Замятин вскрикнул, потянул Березина к лестнице. Тот опомнился, двинулся следом. Они не понимали, что происходит! Бомбежка? Да ну, где война-то? С потолка что-то сыпалось, уплотняя завал, делая проход еще у´же. Офицеры уже карабкались по лестнице, кашляли в клубах пыли. Замятин споткнулся, ушиб колено, Олег схватил его за шиворот, успел сунуть фонарь за пазуху, пистолет — в боковой карман…
Он первым вывалился в коридор, потянул за руку Замятина. Грохот прекратился, но возбуждение еще оставалось. Они промчались мимо первой подвальной лестницы, выпрыгнули в Бальный зал. Олег поскользнулся на листе железа, Замятин толкнул его в спину.
Как ошпаренные, они вылетели во двор, скатились с лестницы. Женщины уже были здесь — успели выскочить раньше. Они жались в кучку, с ужасом смотрели куда-то в сторону. Матерился впечатлительный Кулич.
А посмотреть было на что.

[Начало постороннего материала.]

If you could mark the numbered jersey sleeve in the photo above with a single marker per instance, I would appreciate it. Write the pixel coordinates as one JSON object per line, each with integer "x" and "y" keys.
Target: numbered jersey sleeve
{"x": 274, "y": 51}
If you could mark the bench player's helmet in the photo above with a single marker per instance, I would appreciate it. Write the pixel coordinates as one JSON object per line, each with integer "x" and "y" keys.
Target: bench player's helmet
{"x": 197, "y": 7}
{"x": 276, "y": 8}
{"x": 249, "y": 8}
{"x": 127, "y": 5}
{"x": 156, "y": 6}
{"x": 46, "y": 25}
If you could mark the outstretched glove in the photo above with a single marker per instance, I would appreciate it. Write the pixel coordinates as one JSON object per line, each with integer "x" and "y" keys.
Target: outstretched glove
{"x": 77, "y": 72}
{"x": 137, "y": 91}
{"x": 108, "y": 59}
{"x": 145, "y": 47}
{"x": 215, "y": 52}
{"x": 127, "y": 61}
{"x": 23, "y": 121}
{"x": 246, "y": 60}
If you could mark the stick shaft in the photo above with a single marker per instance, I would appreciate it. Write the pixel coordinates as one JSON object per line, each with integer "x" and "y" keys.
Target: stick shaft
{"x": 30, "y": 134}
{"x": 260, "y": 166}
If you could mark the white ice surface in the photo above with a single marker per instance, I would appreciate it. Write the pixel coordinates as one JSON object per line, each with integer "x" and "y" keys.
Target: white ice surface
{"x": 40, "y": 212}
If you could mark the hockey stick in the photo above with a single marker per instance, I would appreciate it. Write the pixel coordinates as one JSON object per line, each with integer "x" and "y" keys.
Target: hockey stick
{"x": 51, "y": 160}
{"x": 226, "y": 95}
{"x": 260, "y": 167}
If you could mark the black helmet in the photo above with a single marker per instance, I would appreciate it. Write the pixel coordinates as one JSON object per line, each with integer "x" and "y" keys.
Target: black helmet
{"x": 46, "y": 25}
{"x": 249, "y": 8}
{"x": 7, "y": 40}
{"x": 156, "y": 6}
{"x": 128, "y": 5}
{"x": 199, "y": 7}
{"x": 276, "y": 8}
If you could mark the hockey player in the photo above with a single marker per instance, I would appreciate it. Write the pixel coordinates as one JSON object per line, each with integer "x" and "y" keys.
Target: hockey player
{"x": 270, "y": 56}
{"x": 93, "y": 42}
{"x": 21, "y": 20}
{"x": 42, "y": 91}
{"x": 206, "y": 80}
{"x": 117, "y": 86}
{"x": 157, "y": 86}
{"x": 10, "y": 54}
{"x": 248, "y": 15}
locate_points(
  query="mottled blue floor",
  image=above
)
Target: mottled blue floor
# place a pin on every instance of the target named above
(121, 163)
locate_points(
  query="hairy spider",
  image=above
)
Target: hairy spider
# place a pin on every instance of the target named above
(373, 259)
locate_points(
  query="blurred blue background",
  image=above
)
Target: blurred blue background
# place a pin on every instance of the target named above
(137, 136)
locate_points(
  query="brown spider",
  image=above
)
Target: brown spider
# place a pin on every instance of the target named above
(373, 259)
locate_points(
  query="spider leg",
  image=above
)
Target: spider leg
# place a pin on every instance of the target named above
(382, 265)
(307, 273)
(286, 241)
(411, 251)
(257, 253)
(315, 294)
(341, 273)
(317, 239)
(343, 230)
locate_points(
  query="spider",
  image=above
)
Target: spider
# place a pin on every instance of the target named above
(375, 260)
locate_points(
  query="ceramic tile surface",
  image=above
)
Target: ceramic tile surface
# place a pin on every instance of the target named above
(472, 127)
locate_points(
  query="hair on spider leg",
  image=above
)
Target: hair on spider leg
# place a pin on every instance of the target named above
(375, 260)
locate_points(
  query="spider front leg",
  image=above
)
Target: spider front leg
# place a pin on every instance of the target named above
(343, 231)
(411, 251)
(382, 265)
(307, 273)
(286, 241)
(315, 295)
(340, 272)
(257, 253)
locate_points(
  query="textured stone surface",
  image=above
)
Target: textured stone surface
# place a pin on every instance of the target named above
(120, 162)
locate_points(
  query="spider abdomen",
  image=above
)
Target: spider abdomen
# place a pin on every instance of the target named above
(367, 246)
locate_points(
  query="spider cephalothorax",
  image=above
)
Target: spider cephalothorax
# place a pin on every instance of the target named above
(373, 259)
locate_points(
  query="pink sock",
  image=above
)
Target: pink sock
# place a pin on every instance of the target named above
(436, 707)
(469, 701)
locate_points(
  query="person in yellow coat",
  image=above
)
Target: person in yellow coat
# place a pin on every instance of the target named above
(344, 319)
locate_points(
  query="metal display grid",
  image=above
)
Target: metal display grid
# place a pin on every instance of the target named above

Восточное крыло дворца затянуло густой пылью. То, что не упало в период оккупации, рухнуло сейчас! Кровля восточного портика и раньше держалась на честном слове. Три колонны из шести валялись на земле, напоминая сломанные толстые карандаши. Остальные были изъедены трещинами. Сказалась усталость строительного материала, это рано или поздно должно было случиться — под гнетом массивной крыши колонны переломились, одна рассыпалась на множество обломков, и крыша, потеряв опору, грохнулась наземь…
По счастью, там не было людей. Опасный участок был огорожен — и не зря. Серая завеса строительной пыли долго висела в воздухе, потом начала понемногу рассеиваться. Взорам потрясенных людей предстало удручающее зрелище. Некогда величественный портик превратился в гору мусора. Солидная часть дворца просто перестала существовать. Из горы торчали обломки колонн с зазубренными капителями, фрагменты скульптурных композиций.
— Боже мой, — потрясенно пробормотала директриса, — что же за день такой…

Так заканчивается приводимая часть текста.